Engineering Practices
Embedded with the client's team
Owning the backend while the client owned frontend and product meant contract discipline was the project's most important tool. API schemas were defined first, reviewed jointly, and treated as the source of truth — their frontend consumed them directly, and breaking changes surfaced as build failures on their side within minutes. Code review cut across both teams; incidents were triaged together.

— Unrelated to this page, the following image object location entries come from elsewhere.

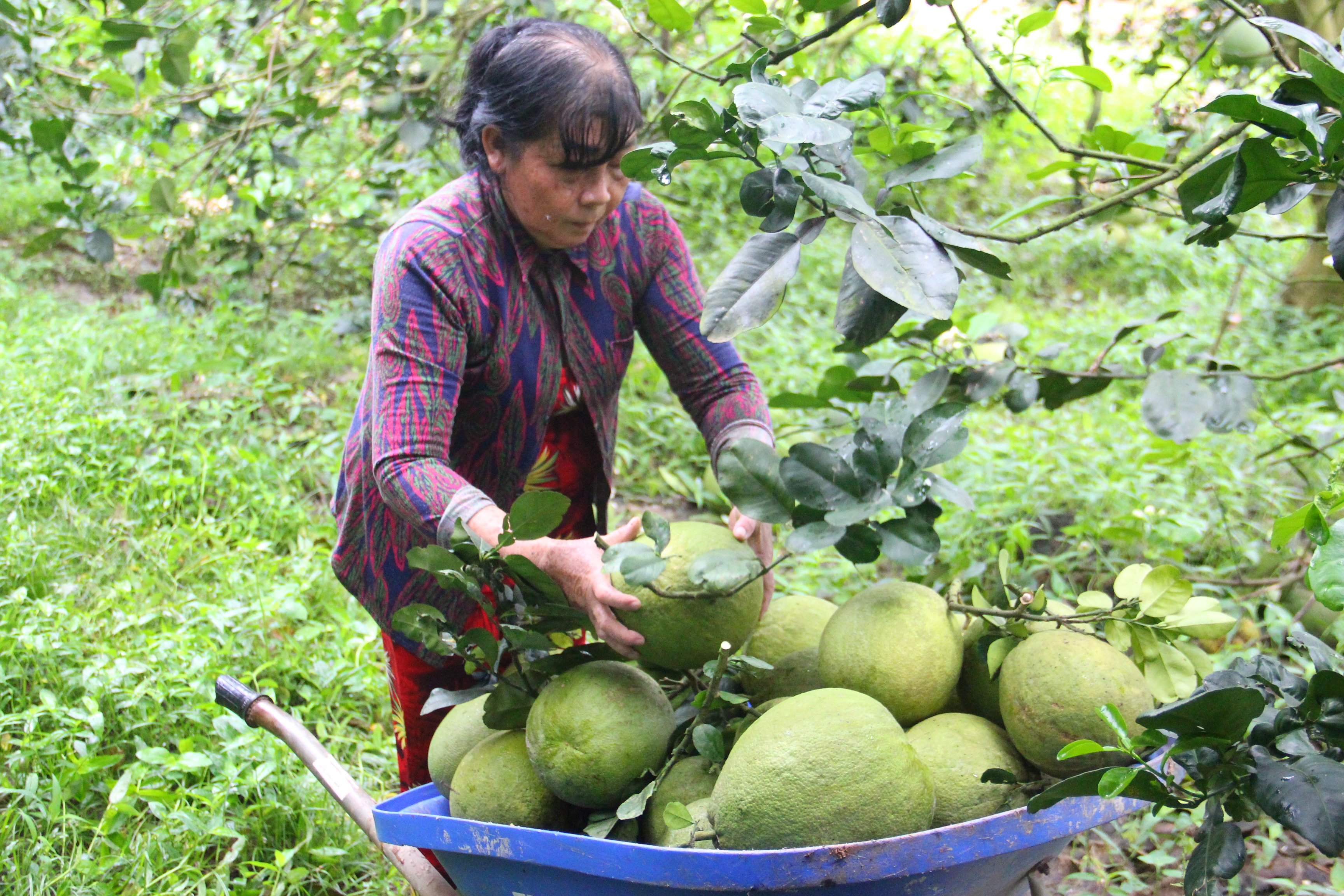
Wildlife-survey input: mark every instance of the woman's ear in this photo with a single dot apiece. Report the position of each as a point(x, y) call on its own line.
point(496, 155)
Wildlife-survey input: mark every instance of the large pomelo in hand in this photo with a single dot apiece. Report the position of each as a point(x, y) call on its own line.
point(690, 780)
point(1050, 688)
point(496, 782)
point(462, 728)
point(894, 641)
point(596, 730)
point(684, 632)
point(959, 749)
point(828, 766)
point(793, 623)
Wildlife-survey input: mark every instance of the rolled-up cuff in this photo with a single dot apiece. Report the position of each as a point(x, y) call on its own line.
point(740, 430)
point(467, 503)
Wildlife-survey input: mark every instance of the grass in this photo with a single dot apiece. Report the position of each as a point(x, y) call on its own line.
point(164, 477)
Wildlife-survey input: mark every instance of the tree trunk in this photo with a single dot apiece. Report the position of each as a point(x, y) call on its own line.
point(1312, 284)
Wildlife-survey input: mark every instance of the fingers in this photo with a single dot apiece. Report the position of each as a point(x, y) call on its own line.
point(607, 594)
point(620, 639)
point(742, 526)
point(627, 532)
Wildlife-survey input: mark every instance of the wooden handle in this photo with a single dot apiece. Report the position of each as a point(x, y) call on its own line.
point(260, 712)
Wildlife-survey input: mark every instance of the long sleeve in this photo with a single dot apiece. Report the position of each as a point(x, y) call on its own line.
point(416, 364)
point(716, 386)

The pattern let a small backend team operate as a reliable seam in a larger product organization rather than a black box.
Clinical data integrity
- Session records and EEG samples are written append-only; corrections are new versioned entries, not overwrites
- Transport is TLS end-to-end (MQTT over TLS, HTTPS for the API); storage uses AWS-provided encryption at rest
- Every mutating endpoint writes to an audit log with actor, clinic, and target entity
- Sensitive file artifacts land in S3 with per-clinic path scoping and signed-URL access
Observability
- Sentry for exception capture with clinic and role tags attached
- Structured logs with correlation IDs across HTTP, MQTT workers, and Bull jobs — so a single session can be traced end-to-end
- Health endpoints for container probes; queue depth and MQTT broker backlog as first-class signals
- DTO validation at the edge so malformed payloads never reach domain code
Tech Stack
| Layer | Technology |
|---|---|
| Backend | NestJS 8, TypeScript 4.3 |
| Clinical / session store | MongoDB (Mongoose) |
| Identity / billing / relational store | PostgreSQL (TypeORM) |
| Queue | Bull (Redis-backed) |
| Real-Time | MQTT (TLS) for EEG sensor data |
| Storage | AWS S3 (per-clinic path scoping, signed URLs) |
| AWS SES | |
| Monitoring | Sentry + structured logs with correlation IDs |
| Auth | JWT with refresh rotation, API-layer role + clinic guards |
Outcome
- Production platform managing therapy sessions with real-time EEG data capture
- Dual-database architecture with an explicit, engineered boundary — not accidental polyglot persistence
- MQTT pipeline handling live EEG ingestion with session-bound topics, timestamp normalization, and replayable temporal indexing
- Multi-clinic tenancy enforced at the data and API layers rather than relying on UI gating
- Append-only, audit-ready clinical records that support the durability clinical decision-making demands
- Embedded operating model with the client's in-house team, built on shared API contracts and joint review
Key Takeaway
We owned the backend for a real-time clinical data product — MQTT-based EEG ingestion, a deliberately bicameral data model, state-machine-driven sessions, multi-clinic isolation, and audit-grade reporting — while working alongside the client's in-house frontend and product teams. This is the kind of engagement where getting the boundaries right, both between systems and between teams, determines whether the product scales past its first five clinics or collapses under them. It scaled.